Risa akhirnya tersenyum. "Baguslah."
Tak lama kemudian, Risa tertidur lagi mungkin karena terlalu lelah.
Setelah dia tidur, mereka pun keluar dari kamar.
"Ibu, ada yang ingin aku bicarakan dengan Sania. Kami ke kamar dulu." Setelah mengatakan itu, Eric langsung meraih tangan Sania.
"Ah ...." Begitu tangan kirinya ditarik, Sania mengerang pelan menahan sakit.
Eric tertegun, menunduk melihat tangannya.
Wajah Sania agak pucat, tidak bicara lagi. Dia melewati Eric dan langsung menuju kamar mereka.
Mata Eric menggelap, dia ragu dua detik, lalu memasukkan tangan ke saku dan menyusulnya.
Begitu masuk kamar dan pintu tertutup, Eric langsung bertanya, "Lukamu karena apa?"
Suaranya rendah, serak, membawa emosi yang sulit ditebak.
Sania hanya berkata datar. "Pak Eric nggak perlu memikirkannya."
Mendengar itu, Eric mengerutkan alis.
Beberapa detik kemudian, dia menarik napas dalam-dalam, lalu berkata dengan suara berat, "Masalah cerai kita tunda dulu."
Ekspresi Sania tidak berubah saat mendengar kalimat Eric. Dia hanya bicara dengan tenang. "Kita urus dulu prosedurnya. Soal Nenek, kita jangan kasih tahu dulu. Aku akan kerja sama untuk pura-pura."

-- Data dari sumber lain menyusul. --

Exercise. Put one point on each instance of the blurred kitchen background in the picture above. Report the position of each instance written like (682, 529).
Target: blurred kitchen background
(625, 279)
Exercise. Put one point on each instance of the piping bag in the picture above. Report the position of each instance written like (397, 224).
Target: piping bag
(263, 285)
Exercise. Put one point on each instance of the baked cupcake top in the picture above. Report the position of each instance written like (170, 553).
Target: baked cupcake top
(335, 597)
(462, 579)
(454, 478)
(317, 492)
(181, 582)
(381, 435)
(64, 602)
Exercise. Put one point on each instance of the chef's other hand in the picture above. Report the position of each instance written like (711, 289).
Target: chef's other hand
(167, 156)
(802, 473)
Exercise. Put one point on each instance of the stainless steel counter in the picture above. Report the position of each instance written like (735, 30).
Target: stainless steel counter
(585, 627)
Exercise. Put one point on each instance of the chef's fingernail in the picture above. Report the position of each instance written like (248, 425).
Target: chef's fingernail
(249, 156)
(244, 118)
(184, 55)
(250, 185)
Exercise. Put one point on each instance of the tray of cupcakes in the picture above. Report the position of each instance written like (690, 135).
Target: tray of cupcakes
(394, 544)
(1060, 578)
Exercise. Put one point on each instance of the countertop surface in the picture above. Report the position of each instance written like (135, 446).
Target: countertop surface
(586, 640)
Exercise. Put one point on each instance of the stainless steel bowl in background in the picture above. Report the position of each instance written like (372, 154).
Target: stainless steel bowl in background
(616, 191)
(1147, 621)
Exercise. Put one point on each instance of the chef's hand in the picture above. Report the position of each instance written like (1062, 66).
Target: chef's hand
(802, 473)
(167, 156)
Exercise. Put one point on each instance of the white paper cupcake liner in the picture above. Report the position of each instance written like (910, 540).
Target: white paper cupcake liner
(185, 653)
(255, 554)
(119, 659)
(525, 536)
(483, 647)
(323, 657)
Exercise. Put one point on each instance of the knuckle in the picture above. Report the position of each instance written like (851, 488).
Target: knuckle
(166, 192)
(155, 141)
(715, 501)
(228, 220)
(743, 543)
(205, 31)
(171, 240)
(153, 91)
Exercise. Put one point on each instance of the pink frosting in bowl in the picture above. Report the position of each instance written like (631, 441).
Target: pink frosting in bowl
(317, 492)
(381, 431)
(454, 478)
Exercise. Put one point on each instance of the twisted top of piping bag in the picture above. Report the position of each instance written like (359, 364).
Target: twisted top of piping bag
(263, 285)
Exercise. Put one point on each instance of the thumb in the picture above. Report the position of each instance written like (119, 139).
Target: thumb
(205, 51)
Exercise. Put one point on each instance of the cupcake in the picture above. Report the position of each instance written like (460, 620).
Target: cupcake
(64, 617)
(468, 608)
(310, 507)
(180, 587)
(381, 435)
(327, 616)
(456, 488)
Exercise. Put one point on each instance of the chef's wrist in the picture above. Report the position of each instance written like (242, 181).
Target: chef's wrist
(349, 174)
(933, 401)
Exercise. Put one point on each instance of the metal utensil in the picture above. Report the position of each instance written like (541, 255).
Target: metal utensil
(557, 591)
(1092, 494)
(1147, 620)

Eric melirik Sania. "Kita baru sampai Kantor Catatan Sipil, tapi Nenek langsung sakit. Begitu bangun, dia ngomong begitu."
"Kamu nggak pernah memikirkan alasannya?"

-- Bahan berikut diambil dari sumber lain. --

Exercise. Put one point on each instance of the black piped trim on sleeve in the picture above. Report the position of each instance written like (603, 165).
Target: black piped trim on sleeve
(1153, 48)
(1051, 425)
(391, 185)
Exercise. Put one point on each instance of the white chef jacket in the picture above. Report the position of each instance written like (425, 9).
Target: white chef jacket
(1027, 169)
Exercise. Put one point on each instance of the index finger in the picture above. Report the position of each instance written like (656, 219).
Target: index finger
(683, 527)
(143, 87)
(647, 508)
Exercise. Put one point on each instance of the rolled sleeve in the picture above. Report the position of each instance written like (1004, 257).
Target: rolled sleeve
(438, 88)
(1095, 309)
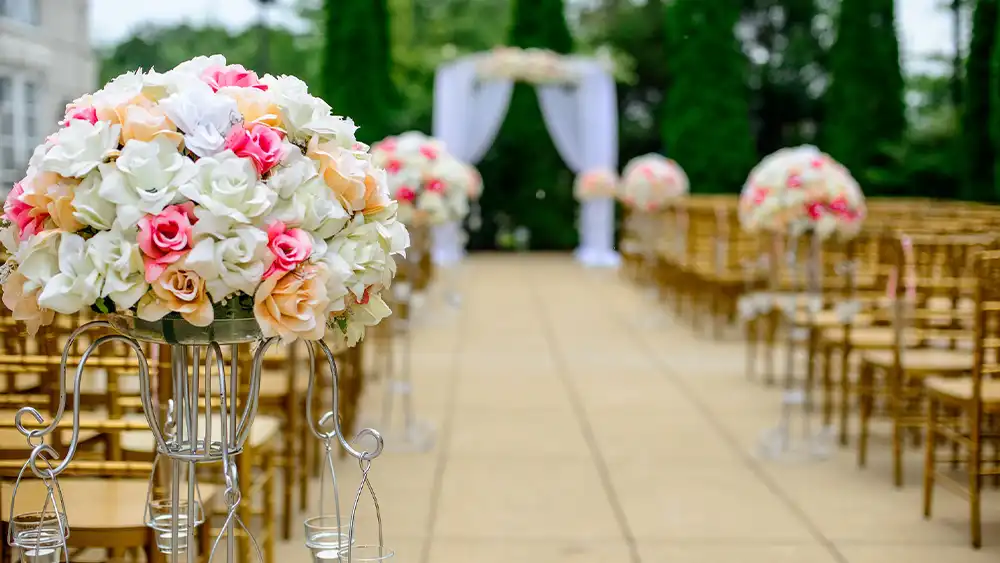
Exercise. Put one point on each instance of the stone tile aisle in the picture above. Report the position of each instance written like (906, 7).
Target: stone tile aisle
(570, 431)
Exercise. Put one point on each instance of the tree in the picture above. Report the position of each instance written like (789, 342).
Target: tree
(357, 61)
(706, 117)
(864, 109)
(978, 113)
(787, 48)
(526, 179)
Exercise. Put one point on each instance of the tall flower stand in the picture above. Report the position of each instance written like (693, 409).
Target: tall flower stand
(404, 432)
(199, 416)
(781, 443)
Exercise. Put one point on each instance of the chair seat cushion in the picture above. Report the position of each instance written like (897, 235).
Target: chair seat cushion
(924, 360)
(960, 388)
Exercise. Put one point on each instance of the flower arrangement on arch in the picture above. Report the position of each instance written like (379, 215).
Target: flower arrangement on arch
(431, 186)
(800, 189)
(198, 192)
(650, 181)
(595, 184)
(535, 66)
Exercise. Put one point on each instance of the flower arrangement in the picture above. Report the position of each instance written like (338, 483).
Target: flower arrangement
(650, 181)
(535, 66)
(475, 185)
(595, 184)
(800, 189)
(431, 186)
(204, 192)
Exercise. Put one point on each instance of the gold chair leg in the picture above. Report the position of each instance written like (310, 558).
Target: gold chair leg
(845, 394)
(930, 461)
(865, 394)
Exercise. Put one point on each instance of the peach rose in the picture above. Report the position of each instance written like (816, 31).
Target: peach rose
(53, 193)
(342, 171)
(254, 105)
(293, 305)
(376, 195)
(144, 123)
(24, 306)
(178, 291)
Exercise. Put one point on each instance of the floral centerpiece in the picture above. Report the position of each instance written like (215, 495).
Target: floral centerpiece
(650, 181)
(203, 193)
(595, 184)
(475, 183)
(535, 66)
(800, 189)
(431, 186)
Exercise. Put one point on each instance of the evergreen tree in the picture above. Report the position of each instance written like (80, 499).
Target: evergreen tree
(865, 113)
(527, 184)
(706, 117)
(978, 115)
(357, 59)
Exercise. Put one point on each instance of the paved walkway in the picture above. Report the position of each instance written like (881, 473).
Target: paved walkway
(571, 431)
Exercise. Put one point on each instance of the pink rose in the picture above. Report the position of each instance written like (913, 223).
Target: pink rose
(29, 220)
(165, 238)
(258, 142)
(405, 193)
(429, 152)
(88, 114)
(232, 75)
(435, 186)
(290, 248)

Mendengar itu, Sania tertegun.
Eric melanjutkan, "Nenek pasti punya kenalan di Kantor Catatan Sipil. Jadi, selama kita pergi ke sana, Nenek pasti akan tahu."
Sania terdiam.
Setelah berpikir sebentar, Sania berkata pelan, "Aku akan cari waktu untuk menjelaskan semuanya pada Nenek."
Eric tampak kaget, muncul rasa aneh yang tidak bisa dia jelaskan.
Ekspresinya tetap dingin, tidak terlihat emosi dan berkata, "Baguslah kalau begitu."
Sania tidak bicara lagi, berbalik dan keluar kamar.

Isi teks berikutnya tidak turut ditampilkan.